Crisi, se Monaco resiste è merito di Alberto II e della «fiscalité douce»

Si chiama «Monaco en Chiffres» ed è il volume realizzato dall'Imsee (l'istituto di studi statistici del Principato di Monaco) che svela i segreti dei successi economici del Principato permettendo di scoprire l'intero panorama della vita economica e sociale monegasca: dalle informazioni che riguardano il fondo di riserva costituzionale, ai commenti dettagliati sul prodotto interno lordo ed il commercio estero. E la precisione matematica dei dati riportati parla a chiarissime lettere: nonostante l'incalzare di uno dei periodi più difficili per tutti i Paesi della zona Euro, la situazione del Principato rimane buona: il Piccolo Stato Governato dal Principe Alberto II non ha debiti perché ha potuto fare affidamento sul suo cospicuo fondo riserva. Le entrate fiscali a fine luglio hanno addirittura segnato un +9% rispetto al 2006. Sono i frutti della nuova finanziaria molto prudente e disciplinata: pochi tagli e quasi impercettibili, che non toccano in alcun modo i settori della sicurezza, della protezione sociale e della salute. E i meriti vanno tutti ad Alberto II di Monaco, che al timone di Montecarlo ha un debole per gli affari. E si vede.

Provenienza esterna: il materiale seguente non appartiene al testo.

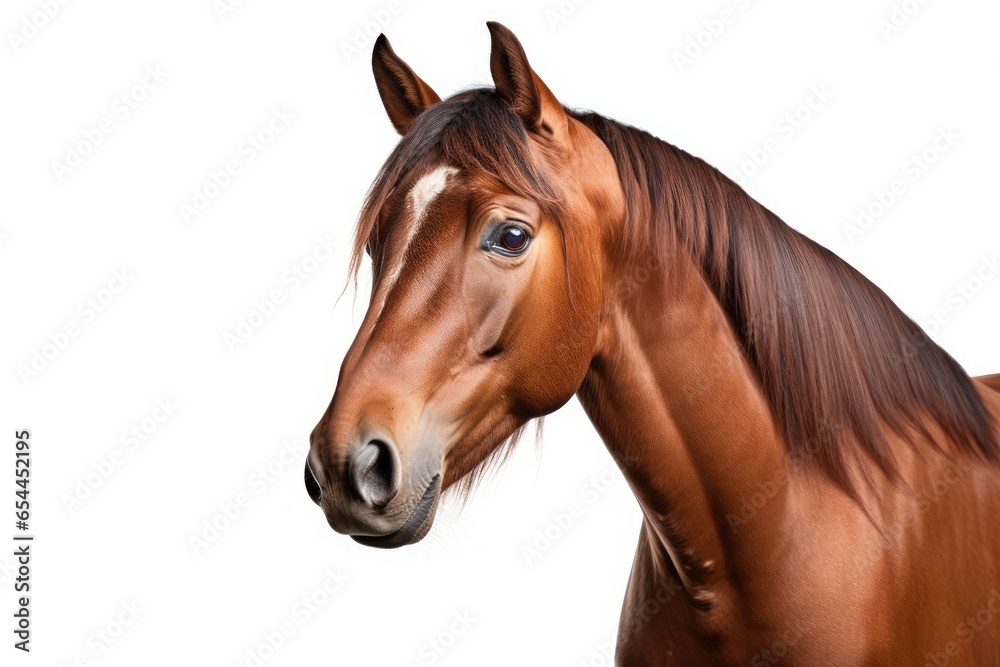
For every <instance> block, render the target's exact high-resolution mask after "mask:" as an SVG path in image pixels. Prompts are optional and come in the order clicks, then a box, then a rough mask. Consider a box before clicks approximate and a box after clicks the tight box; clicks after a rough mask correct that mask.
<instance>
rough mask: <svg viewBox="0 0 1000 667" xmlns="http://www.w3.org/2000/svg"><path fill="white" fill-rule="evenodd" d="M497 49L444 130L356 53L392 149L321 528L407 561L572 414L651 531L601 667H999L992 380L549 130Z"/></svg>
mask: <svg viewBox="0 0 1000 667" xmlns="http://www.w3.org/2000/svg"><path fill="white" fill-rule="evenodd" d="M489 29H490V33H491V35H492V53H491V57H490V67H491V71H492V76H493V82H494V85H495V87H492V88H489V87H487V88H476V89H471V90H466V91H464V92H460V93H458V94H456V95H454V96H452V97H449V98H448V99H446V100H441V98H440V97H439V96H438V95H437V94H436V93H435V92H434V91H433V90H432V89H431V88H430V87H429V86H428V85H427V84H426V83H425V82H424V81H423V80H422V79H421V78H420V77H418V76H417V75H416V74H415V73H414V72H413V70H412V69H411V68H410V67H409V66H408V65H407V64H406V63H405V62H403V61H402V60H401V59H400V58H399V57H398V56H397V55H396V54H395V52H394V51H393V50H392V48H391V47H390V45H389V43H388V41H387V40H386V39H385V37H384V36H381V37H380V38H379V39H378V41H377V43H376V44H375V47H374V54H373V59H372V60H373V68H374V73H375V82H376V84H377V88H378V92H379V94H380V96H381V99H382V102H383V104H384V107H385V110H386V112H387V113H388V116H389V120H390V121H391V122H392V124H393V126H394V127H395V129H396V130H397V131H398V132H399V134H401V135H402V138H401V140H400V141H399V143H398V145H397V146H396V148H395V149H394V150H393V151H392V154H391V155H390V156H389V158H388V160H387V161H386V163H385V164H384V166H383V167H382V169H381V171H380V172H379V174H378V176H377V178H376V179H375V181H374V184H373V185H372V187H371V189H370V191H369V192H368V195H367V198H366V200H365V202H364V205H363V207H362V211H361V213H360V217H359V222H358V229H357V235H356V239H355V242H354V246H353V256H352V262H351V272H352V274H353V275H354V277H355V284H356V280H357V271H358V269H359V266H360V264H361V262H362V261H363V259H364V255H365V254H367V255H368V256H370V258H371V263H372V274H373V286H372V294H371V301H370V304H369V307H368V310H367V313H366V315H365V317H364V320H363V322H362V323H361V325H360V329H359V331H358V334H357V337H356V338H355V340H354V342H353V344H352V345H351V347H350V349H349V350H348V352H347V354H346V356H345V359H344V361H343V365H342V367H341V370H340V376H339V379H338V382H337V388H336V391H335V393H334V396H333V399H332V401H331V403H330V405H329V408H328V409H327V410H326V412H325V414H324V415H323V417H322V419H321V420H320V421H319V423H318V425H317V426H316V428H315V429H314V431H313V432H312V436H311V449H310V453H309V456H308V459H307V464H306V472H305V476H306V486H307V489H308V492H309V495H310V496H311V497H312V499H313V500H314V501H315V502H316V503H317V504H318V505H319V506H320V507H321V508H322V510H323V512H324V514H325V516H326V519H327V522H328V523H329V524H330V526H331V527H332V528H333V529H334V530H335V531H337V532H340V533H344V534H347V535H350V536H351V537H352V538H353V539H354V540H355V541H357V542H359V543H361V544H363V545H369V546H372V547H382V548H388V547H400V546H403V545H407V544H412V543H414V542H416V541H418V540H420V539H421V538H423V537H424V536H425V535H426V534H427V531H428V530H429V529H430V526H431V523H432V522H433V519H434V514H435V510H436V508H437V506H438V500H439V498H440V497H441V494H442V492H444V491H446V490H448V489H455V490H457V492H458V493H460V494H461V493H466V492H468V490H469V489H470V488H471V485H472V484H473V482H474V480H475V479H476V477H477V475H479V474H480V473H481V472H482V471H483V470H484V468H485V467H486V466H488V465H489V464H490V463H492V462H495V459H496V457H498V456H502V455H503V453H504V452H505V451H507V447H508V446H509V445H510V443H511V442H512V441H513V440H514V439H516V436H517V434H518V433H519V432H520V430H521V429H522V427H523V426H524V425H525V424H526V423H527V422H528V421H529V420H531V419H533V418H536V417H540V416H542V415H545V414H547V413H550V412H552V411H554V410H556V409H557V408H559V407H560V406H562V405H563V404H564V403H566V402H567V401H568V400H569V399H570V398H571V397H572V396H573V395H574V394H575V395H576V396H577V397H578V398H579V401H580V403H581V404H582V405H583V407H584V409H585V411H586V413H587V415H588V416H589V418H590V419H591V421H592V422H593V424H594V426H595V428H596V429H597V431H598V433H599V434H600V436H601V438H602V439H603V441H604V442H605V443H606V445H607V447H608V449H609V451H610V452H611V454H612V455H613V457H614V458H615V460H616V461H617V463H618V465H619V466H620V468H621V471H622V473H623V474H624V476H625V478H626V480H627V481H628V484H629V486H630V488H631V489H632V491H633V492H634V494H635V497H636V498H637V500H638V503H639V506H640V508H641V510H642V514H643V521H642V526H641V529H640V531H639V542H638V548H637V550H636V555H635V560H634V564H633V568H632V573H631V577H630V579H629V582H628V586H627V592H626V596H625V601H624V605H623V609H622V615H621V623H620V627H619V631H618V642H617V647H616V662H617V663H618V664H619V665H628V666H630V667H633V666H634V667H642V666H647V665H649V666H652V665H682V666H684V667H689V666H691V665H755V666H756V665H774V664H785V665H836V666H844V665H903V664H905V665H932V666H934V667H941V666H943V665H993V666H996V665H1000V437H998V430H997V423H998V417H1000V375H994V376H989V377H983V378H977V379H970V378H969V377H968V376H967V375H966V374H965V372H964V371H963V370H962V368H961V367H960V366H959V365H958V363H956V362H955V361H954V360H953V359H952V358H951V357H950V356H949V355H948V354H947V353H946V352H945V351H944V350H942V349H941V348H940V347H939V346H938V345H936V344H935V343H934V342H933V341H931V340H930V339H929V338H928V337H927V336H926V335H925V334H924V333H923V331H922V330H921V329H920V328H919V327H918V326H917V325H916V324H915V323H914V322H913V321H911V320H910V319H909V318H908V317H907V316H906V315H904V314H903V313H902V312H901V311H900V309H899V308H897V307H896V306H895V305H894V304H893V303H892V301H891V300H890V299H889V298H888V297H887V296H886V295H885V294H884V293H883V292H882V291H881V290H880V289H879V288H878V287H876V286H875V285H874V284H872V283H871V282H869V281H868V280H867V279H865V278H864V277H863V276H862V275H860V274H859V273H858V272H857V271H856V270H854V269H853V268H852V267H851V266H849V265H848V264H847V263H846V262H844V261H843V260H842V259H840V258H839V257H837V256H836V255H834V254H833V253H832V252H830V251H829V250H827V249H825V248H823V247H821V246H819V245H818V244H816V243H814V242H812V241H811V240H809V239H807V238H806V237H804V236H803V235H801V234H799V233H798V232H796V231H794V230H793V229H791V228H790V227H788V226H787V225H786V224H785V223H784V222H782V221H781V220H780V219H778V218H777V217H776V216H775V215H774V214H772V213H771V212H770V211H768V210H767V209H766V208H764V207H763V206H762V205H760V204H758V203H757V202H756V201H754V200H753V199H752V198H751V197H750V196H749V195H748V194H747V193H746V192H744V191H743V190H742V189H740V188H739V187H738V186H737V185H736V184H734V183H733V182H732V181H731V180H729V179H728V178H726V177H725V176H723V175H722V174H721V173H720V172H719V171H717V170H715V169H714V168H712V167H710V166H709V165H707V164H706V163H705V162H703V161H701V160H699V159H698V158H695V157H693V156H691V155H689V154H688V153H685V152H684V151H682V150H680V149H678V148H675V147H674V146H672V145H670V144H668V143H666V142H663V141H661V140H659V139H656V138H655V137H653V136H651V135H650V134H647V133H646V132H644V131H641V130H638V129H635V128H633V127H629V126H627V125H624V124H621V123H619V122H616V121H614V120H610V119H608V118H606V117H603V116H600V115H598V114H596V113H590V112H578V111H574V110H571V109H568V108H565V107H563V106H562V105H561V104H560V103H559V102H558V101H557V99H556V98H555V97H554V95H553V94H552V92H551V91H550V89H549V87H548V86H547V85H546V84H545V83H544V82H543V81H542V80H541V79H540V78H539V76H538V75H537V74H536V73H535V72H534V70H533V69H532V68H531V67H530V65H529V64H528V60H527V57H526V56H525V52H524V49H523V48H522V46H521V44H520V42H519V41H518V40H517V38H516V37H515V36H514V35H513V33H511V32H510V31H509V30H508V29H507V28H505V27H503V26H501V25H499V24H497V23H490V24H489ZM529 662H530V661H529Z"/></svg>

Capo di Stato instancabile è riuscito a portare nel Principato il profumo di business che si respira nella City londinese. E lanciare Monaco nel Gotha della finanza. Pulita. Ma molti non lo sanno, pensano che il Principe sia seduto sugli allori del passato, sul fascino Glamour del Casinò inaugurato nel 1879, dello Sporting e dell'Hotel de Paris. E Alberto II che ha studiato negli Usa, ha fatto la gavetta in Jp Morgan, nello studio legale Rogers & Wells e persino in un'agenzia di pubblicità è un Capo di Stato esemplare. Se Montecarlo è una macchina da soldi e riesce a restare fuori dalla crisi è soprattutto merito suo. Cominciò il suo avo il Principe Carlo, portando sulla Costa Azzurra, la moda delle case da gioco e inaugurando il Casinò. Poi negli anni sessanta fu il turno del suo discendente il Principe Ranieri II denominato il «Principe Costruttore» capace di creare un business immobiliare senza precedenti.
Alberto II invece, che gioca molto sulla finanziaria e lavora per attirare il mondo del private equity è un vero leader da cui molti capi di Stato europei dovrebbero prendere esempio. E il suo operato è una risposta su chi ancora fa confusione tra Monaco porto fiscale e Monaco snodo di ricchezze di dubbia provenienza. Monaco fa parte, da numerosi anni, di tutti i principali organismi internazionali che dettano gli standard in materia di trasparenza fiscale e di lotta contro il riciclaggio e la corruzione, come il Global Tax forum dell'Ocse, il Gafi, il Moneyval e la Greco. Il lavoro del Principato è costante per garantire che la propria legislazione e la sua applicazione siano in linea con le esigenze di questi organismi internazionali. Lo conferma il Tax Justice Network, che stabilisce una classifica dei Paesi in funzione alla non totale trasparenza, ha piazzato Monaco al 64° posto, una posizione nettamente migliore rispetto a quella di Paesi molto più grandi.
Ma il segreto è anche la nuova finanziaria che fa come priorità del governo il rilancio dell'avanzo di bilancio per mantenere la competitività ed avviare una spirale virtuosa in grado di garantire solo la sostenibilità economica e sociale cercando di intervenire con un piano finanziario triennale, per non fare trovare nessuno a dovere decidere leggi dure e rigorose nel futuro.
Questa è anche la ricetta: gli investimenti strutturali proseguono puntando all'equilibrio da una parte per mantenere la competitività e l'attrattiva dall'altra, arrivando progressivamente all' equilibrio assoluto. Di certo i monegaschi privilegiano di benefici non indifferenti, che continuano a dimostrare di meritare.

A Monaco certo non esistono imposte dirette, vige lo stato di Fiscalitè douce come preferiscono chiamarlo, frutto di un ordinanza di Carlo III che risale al 1869 e che Alberto II non ha alcuna intenzione di modificare. Insomma l'economia va bene anche senza tasse. E il Principe tiene a precisarlo «in un Paese Costituzionale ogni diritto corrisponde a un dovere». Dovrebbe essere così per tutti.